Final answer:
To solve 2sin(3θ)=0, we find the zeros of the sine function, which occur at integer multiples of π. For the interval [0,2π), the solutions are θ=0, π/3, 2π/3, π, 4π/3, and 5π/3, not merely θ=0 and θ=π as initially stated.
Step-by-step explanation:
To find the solutions for the equation 2sin(3θ)=0, we first isolate sin(3θ) by dividing both sides of the equation by 2, getting us sin(3θ)=0. The sine function is equal to zero whenever its argument is an integer multiple of π. Therefore, the solutions to sin(3θ)=0 are when 3θ is an integer multiple of π, which we can express as 3θ=nπ where n is an integer.
To determine the specific solutions within the interval [0,2π), we consider the multiples of π that would result in values within this range when divided by 3. Only n=0, 1, 2, 3, 4, and 5 will satisfy this within the interval for θ. Dividing these values by 3, we find the solutions for θ to be 0, π/3, 2π/3, π, 4π/3, and 5π/3.
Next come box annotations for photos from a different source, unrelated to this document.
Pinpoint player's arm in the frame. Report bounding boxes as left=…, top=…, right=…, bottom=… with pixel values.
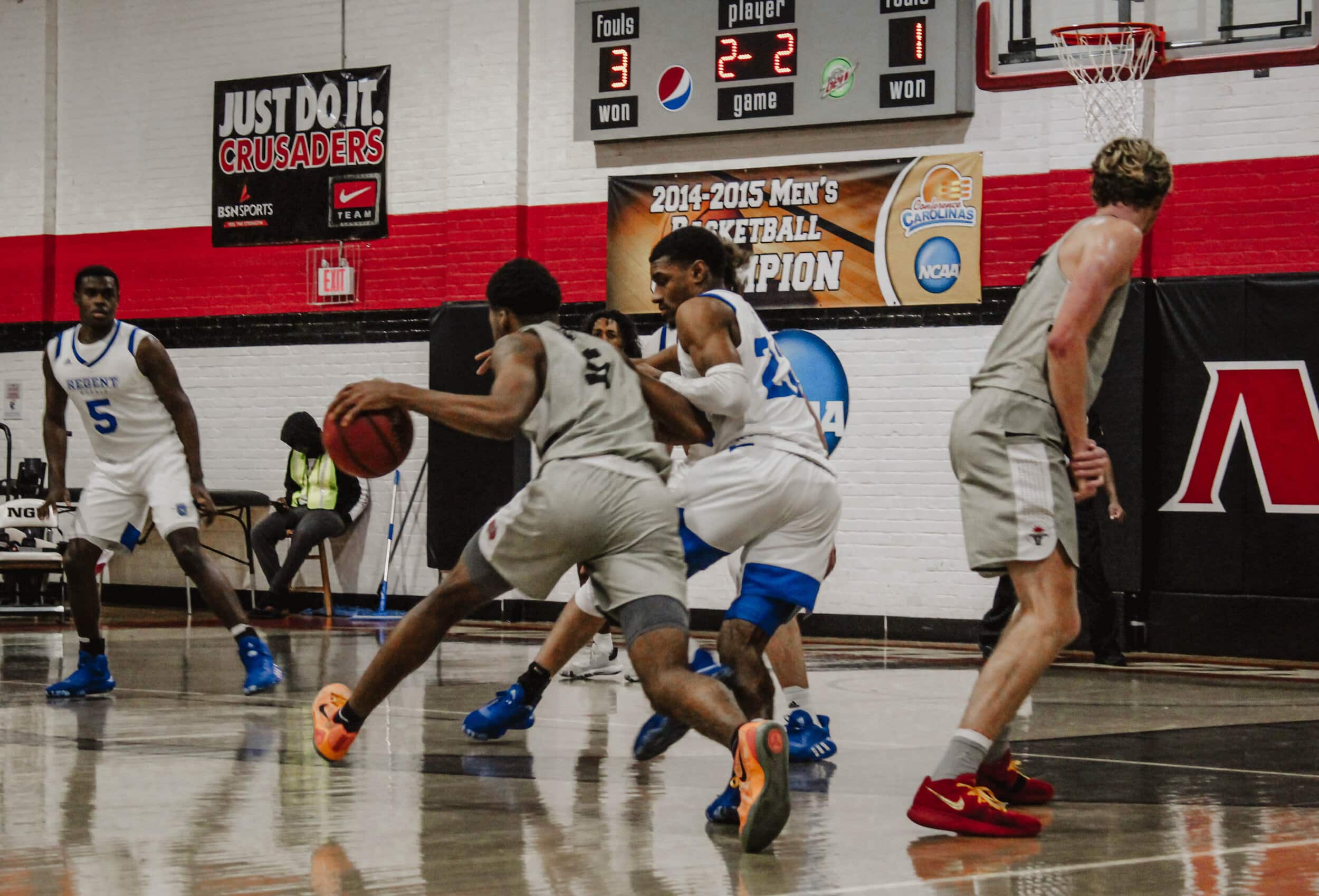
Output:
left=1049, top=221, right=1141, bottom=498
left=641, top=346, right=682, bottom=374
left=646, top=296, right=751, bottom=417
left=330, top=332, right=545, bottom=440
left=41, top=352, right=69, bottom=519
left=641, top=376, right=715, bottom=445
left=136, top=337, right=215, bottom=519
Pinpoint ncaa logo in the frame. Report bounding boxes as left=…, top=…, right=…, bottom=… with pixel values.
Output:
left=658, top=66, right=691, bottom=112
left=915, top=236, right=962, bottom=293
left=775, top=330, right=851, bottom=454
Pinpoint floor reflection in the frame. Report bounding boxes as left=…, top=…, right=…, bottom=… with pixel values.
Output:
left=0, top=623, right=1319, bottom=896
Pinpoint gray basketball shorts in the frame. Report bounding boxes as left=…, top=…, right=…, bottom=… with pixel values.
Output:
left=949, top=388, right=1079, bottom=577
left=463, top=461, right=687, bottom=615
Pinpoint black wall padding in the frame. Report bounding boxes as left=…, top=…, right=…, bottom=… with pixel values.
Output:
left=426, top=302, right=528, bottom=569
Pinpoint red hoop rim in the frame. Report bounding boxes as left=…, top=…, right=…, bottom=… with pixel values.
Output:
left=1049, top=23, right=1165, bottom=46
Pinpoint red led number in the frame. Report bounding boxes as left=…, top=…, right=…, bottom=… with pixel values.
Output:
left=609, top=46, right=632, bottom=90
left=723, top=37, right=751, bottom=81
left=775, top=32, right=797, bottom=75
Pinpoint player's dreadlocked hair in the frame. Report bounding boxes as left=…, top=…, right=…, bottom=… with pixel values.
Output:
left=651, top=224, right=751, bottom=289
left=1089, top=137, right=1173, bottom=208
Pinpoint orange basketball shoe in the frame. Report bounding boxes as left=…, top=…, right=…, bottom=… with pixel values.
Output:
left=311, top=685, right=358, bottom=762
left=976, top=749, right=1054, bottom=806
left=733, top=719, right=793, bottom=852
left=907, top=773, right=1042, bottom=836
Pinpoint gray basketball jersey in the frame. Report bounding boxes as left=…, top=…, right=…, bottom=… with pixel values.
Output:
left=971, top=220, right=1131, bottom=411
left=522, top=323, right=669, bottom=472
However, it's important to note that if we only consider θ=0 and θ=π as solutions, we would be missing additional solutions in the given interval [0,2π). Those statements seem to be typos or incorrect information. All the derived solutions 0, π/3, 2π/3, π, 4π/3, and 5π/3 are the correct values of θ that satisfy the given equation in the interval [0,2π).